Memorization, Emergence, and Explaining Reversal Failures: A Controlled Study of Relational Semantics in LLMs
Yihua Zhu, Qianying Liu, Jiaxin Wang, Fei Cheng, Chaoran Liu, Akiko Aizawa, Sadao Kurohashi, Hidetoshi Shimodaira
TL;DR
This work investigates whether autoregressive LLMs truly internalize relational semantics (e.g., symmetry and inversion) or rely on superficial co-occurrence patterns. A fully controlled KG-based synthetic framework is used to train GPT-style models from scratch, with systematic evaluation across Memorize QA, Logic QA, and in-context learning to unseen entities; findings reveal a sharp emergence of relational semantics under sufficient logic-bearing supervision, even in shallow models, and a strong link between generalized performance and stable intermediate-layer representations. The study shows reversal-type failures are predominantly driven by left-to-right autoregressive order bias rather than missing inversion semantics, with bidirectional training mitigating the effect; diffusion-based models display reduced sensitivity to order bias. These insights advance understanding of how relational reasoning can emerge in LLMs under controlled conditions and suggest practical training and evaluation strategies to encourage robust relational inference in language models.
Abstract
Autoregressive LLMs perform well on relational tasks that require linking entities via relational words (e.g., father/son, friend), but it is unclear whether they learn the logical semantics of such relations (e.g., symmetry and inversion logic) and, if so, whether reversal-type failures arise from missing relational semantics or left-to-right order bias.
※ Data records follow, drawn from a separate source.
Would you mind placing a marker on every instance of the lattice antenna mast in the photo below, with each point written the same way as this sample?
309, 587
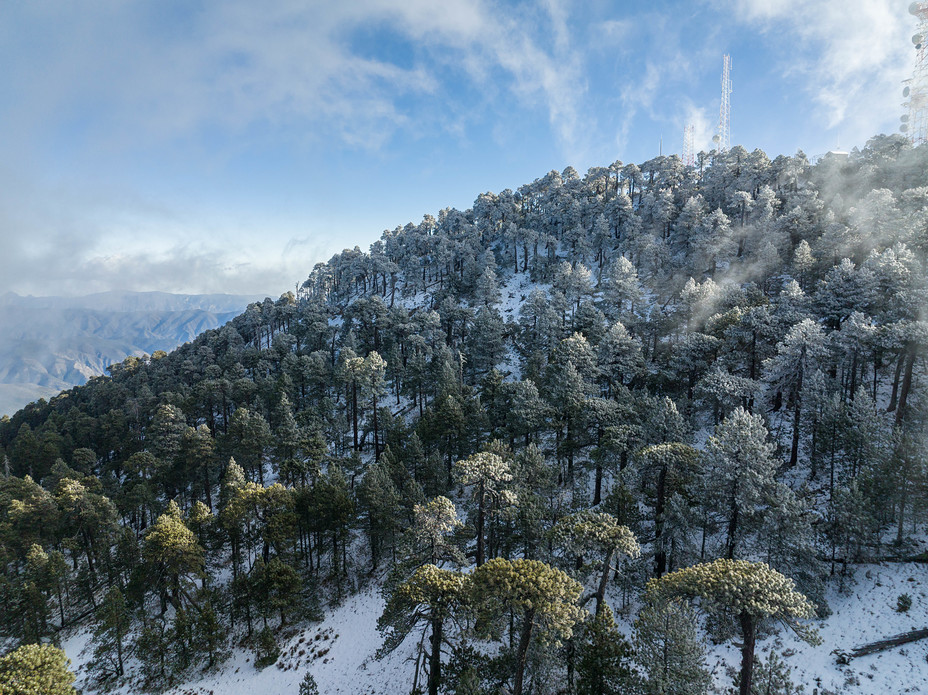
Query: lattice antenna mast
689, 149
722, 137
915, 122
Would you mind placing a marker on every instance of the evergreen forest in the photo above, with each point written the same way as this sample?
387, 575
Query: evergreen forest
574, 435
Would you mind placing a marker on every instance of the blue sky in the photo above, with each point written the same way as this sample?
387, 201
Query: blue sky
228, 146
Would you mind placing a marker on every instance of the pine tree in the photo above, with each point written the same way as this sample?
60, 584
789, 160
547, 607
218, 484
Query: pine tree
603, 658
36, 669
308, 685
112, 624
488, 475
739, 473
600, 532
749, 591
534, 595
429, 596
670, 650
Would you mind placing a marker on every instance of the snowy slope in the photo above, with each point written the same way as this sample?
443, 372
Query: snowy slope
340, 650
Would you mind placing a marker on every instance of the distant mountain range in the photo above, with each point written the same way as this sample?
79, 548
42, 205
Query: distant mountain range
48, 344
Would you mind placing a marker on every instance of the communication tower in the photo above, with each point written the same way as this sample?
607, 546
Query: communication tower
722, 138
915, 122
689, 150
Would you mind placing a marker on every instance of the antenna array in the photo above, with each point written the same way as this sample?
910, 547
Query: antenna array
689, 148
722, 138
915, 122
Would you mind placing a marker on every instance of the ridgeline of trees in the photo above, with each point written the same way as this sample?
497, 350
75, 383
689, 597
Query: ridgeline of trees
650, 372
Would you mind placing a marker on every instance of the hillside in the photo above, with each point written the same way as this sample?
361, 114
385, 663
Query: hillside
683, 405
49, 344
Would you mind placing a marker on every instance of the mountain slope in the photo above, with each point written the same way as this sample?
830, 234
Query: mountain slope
716, 364
48, 344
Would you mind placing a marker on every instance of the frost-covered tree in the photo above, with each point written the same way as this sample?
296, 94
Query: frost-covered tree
36, 669
488, 475
739, 474
670, 650
429, 597
797, 355
745, 591
531, 597
599, 532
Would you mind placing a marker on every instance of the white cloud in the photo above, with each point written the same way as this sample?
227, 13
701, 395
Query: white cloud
851, 55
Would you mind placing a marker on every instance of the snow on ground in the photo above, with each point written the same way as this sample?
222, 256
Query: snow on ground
865, 613
339, 651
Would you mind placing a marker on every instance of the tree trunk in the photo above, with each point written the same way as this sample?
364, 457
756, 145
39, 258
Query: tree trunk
906, 382
747, 652
660, 556
435, 657
603, 580
480, 522
524, 638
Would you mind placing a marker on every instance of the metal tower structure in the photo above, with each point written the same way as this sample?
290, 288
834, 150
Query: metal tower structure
689, 149
722, 138
915, 122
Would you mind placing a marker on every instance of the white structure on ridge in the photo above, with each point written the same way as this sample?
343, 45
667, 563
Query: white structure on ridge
689, 148
722, 138
915, 122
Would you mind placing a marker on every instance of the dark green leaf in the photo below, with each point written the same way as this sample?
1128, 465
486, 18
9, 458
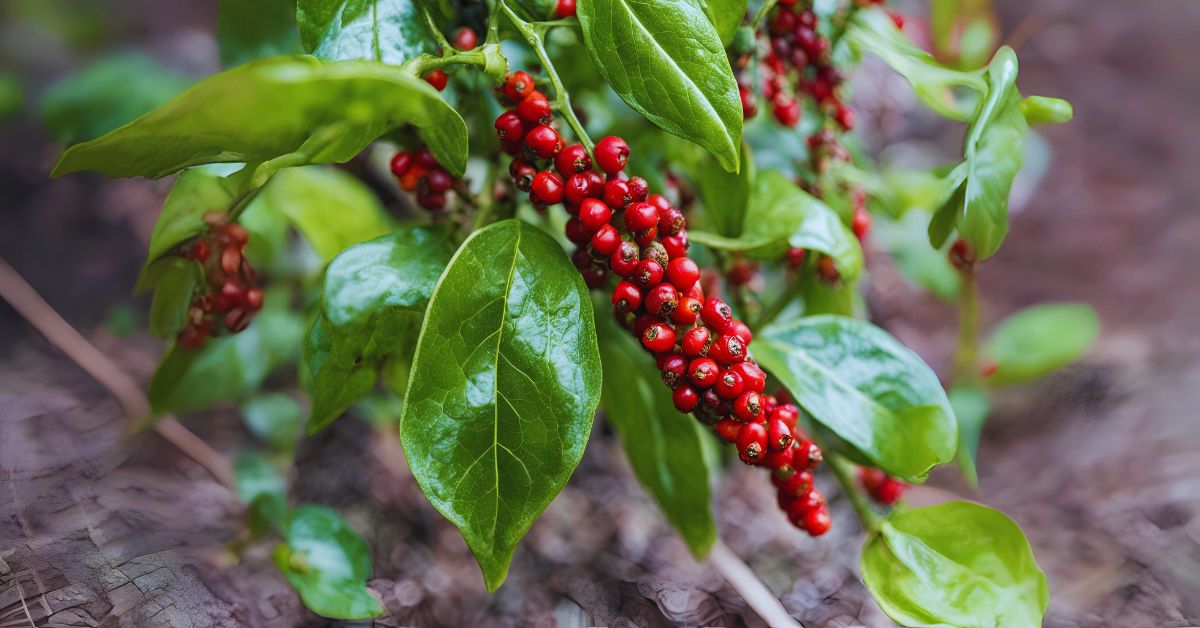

We propose a controlled Knowledge Graph-based synthetic framework that generates text from symmetric/inverse triples, train GPT-style autoregressive models from scratch, and evaluate memorization, logical inference, and in-context generalization to unseen entities to address these questions. We find a sharp phase transition in which relational semantics emerge with sufficient logic-bearing supervision, even in shallow (2-3 layer) models, and that successful generalization aligns with stable intermediate-layer signals. Finally, order-matched forward/reverse tests and a diffusion baseline indicate that reversal failures are primarily driven by autoregressive order bias rather than deficient inversion semantics.